I am using a wordpress site on a windows box

pern · November 8, 2017, 7:41am

okay so I fixed the issue. My site https://troll-ed.com had other links which were not https, therefore since my browser is setup to not display mixed content

so my sites are now HTTPS and resolving correctly using a DDNS redirect

so to recap, I installed MIB, uploaded a redirect to the default directory in MIB for troll-ed.com
that redirect pointed to my DDNS domain pern.duckdns.org:8083

installed certs on my domain troll-ed.com

also added my DDNS domain pern.duckdns.org to MIB and pointed DDNS domain to MIB and installed cert

opened port on router

downloaded cert .pem file and sslkey from /home/user-data/ssl/ for pern.duckdns.org

converted both files to .pfx using ssl converter and uploaded to windows webserver

set bindings to point to webserver to 8083 and pointed .pfx cert to website

went into website and made sure all content and links were HTTPS and voila! it works!!!

this can be closed

just4t · November 8, 2017, 10:11am

@pern seems you didn’t tock into account what will happens at let’s Encrypt certificate renewal time …

Your box.yourdomain.com will get automatically renewed at <14 days to due date
Your BOX will not renew your main yourdomain.com and subdomain.yourdomain.com because they are pointing to an external server IP then your manually copied certificate for them will expire and will not be renewed.

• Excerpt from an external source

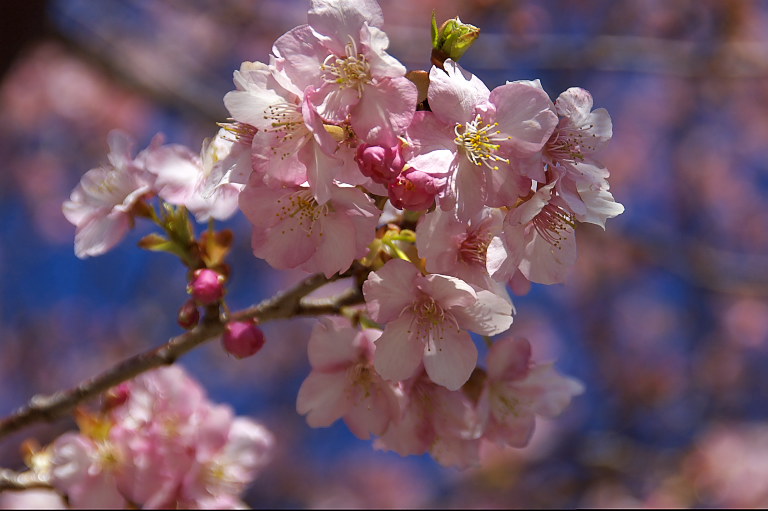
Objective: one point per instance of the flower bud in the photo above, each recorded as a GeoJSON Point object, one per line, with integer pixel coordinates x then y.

The way you need to go is:

Create your MIAB as new.
Before to ask for the let’s Encrypt certificate through your MiaB admin panel add the needed custom DNS A records, for your main & yourdomain.com and other subdomain(s), normally www.yourdomain.com, pointing them to the ‘other’ server IP address.
Now is the moment to call for the certificate through MiaB… And only a certificate for box.yourdomain.com will be issued.
In your other server, where you plan to host your wordpress, install Let’s Encrypt/ Cerbot and ask for the needed certificates for your main yourdomain.com and subdomain.mydomain.com from the real server where your Wordpress web app. will be served.

Hope this helps.

pern · November 8, 2017, 4:56pm

thanks for this

but one caveat is that certbot is not compatible with windows hosting so I will not be able to use it in your workflow

do you have another alternative?

when it is time to renew the cert, I will have to do the same process above by pointing ddns to my MIB and renew cert. any other ideas?

just4t · November 9, 2017, 12:08am

Just google about Let’s encrypt for Winndos IIS or search at let’s Encrypt documentation section for the right/ available client(s).
BTW to start-up you may wish to watch this youtube about, too. Hope this helps.